Emerson relembra que após a mortandade de peixes registrada no início de abril na região do Flexal em Bebedouro, as análises identificaram poluentes difusos, metais pesados, lançamento de esgoto, agrotóxicos que comprometem de forma severa tanto o ecossistema como quem depende da Lagoa para a sobrevivência.

“Ali não é uma questão simples, não só é uma situação de uma poluição temporária. Ali é constante a situação de problemas com agroquímicos, problemas com esgoto, esgoto sendo doméstico, industrial, de metais pesados. Agora é preciso lembrar que o problema dos esgotos, tanto de industrial como esgoto doméstico, não é exclusivo da cidade de Maceió que não faz tratamento de seus resíduos corretamente. Não só dela, mas tem que lembrar que têm outros municípios ali que estão lançando tudo no ambiente, nos rios e que vão chegar nas Lagoas Mundaú e Manguaba. Porque poluidores são os municípios também. Não vai ser fácil para resolver. Mas é um start para que a coisa comece a ter seriedade e exigir que façam a coisa correta ali na lagoa porque aquilo ninguém aguenta mais”, defendeu.

Órgão constata que contaminação é bem difusa


O coordenador de gerenciamento costeiro do Instituto do Meio Ambiente de Alagoas (IMA) Ricardo César detalhou que a poluição se inicia muito antes do complexo e envolve os Rios Paraíba e Mundaú desde as cabeceiras.

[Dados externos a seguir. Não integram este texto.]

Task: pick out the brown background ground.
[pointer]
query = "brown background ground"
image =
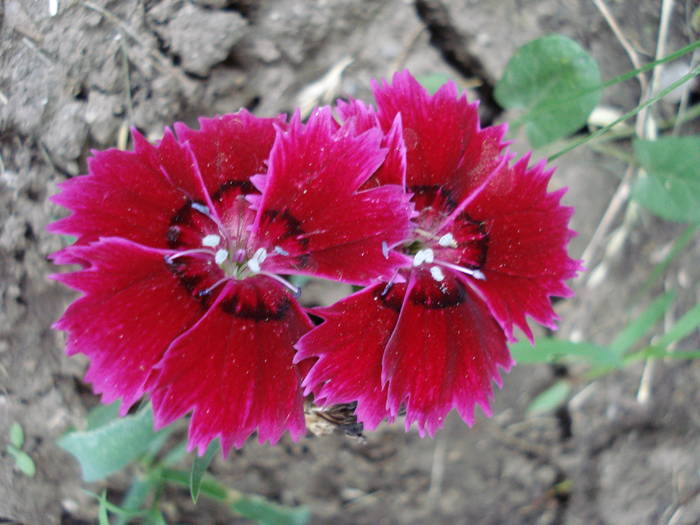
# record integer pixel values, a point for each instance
(65, 90)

“Foi constatado pelo IMA que a poluição é bem difusa. Isso ocorre pela grande extensão do complexo e da bacia dos dois rios principais, Paraíba e Mundaú que cortam muitos núcleos urbanos onde há lançamento de esgotos e águas servidas, infelizmente. Uma variedade de uso nas áreas marginais e os resíduos acabam indo para o CELMM. Temos muitas culturas como a cana, criação de gado, que usam inseticida, herbicida, adubo e todo esse material que não vai para o solo, que não é absorvido e acaba indo para o CELMM”, disse.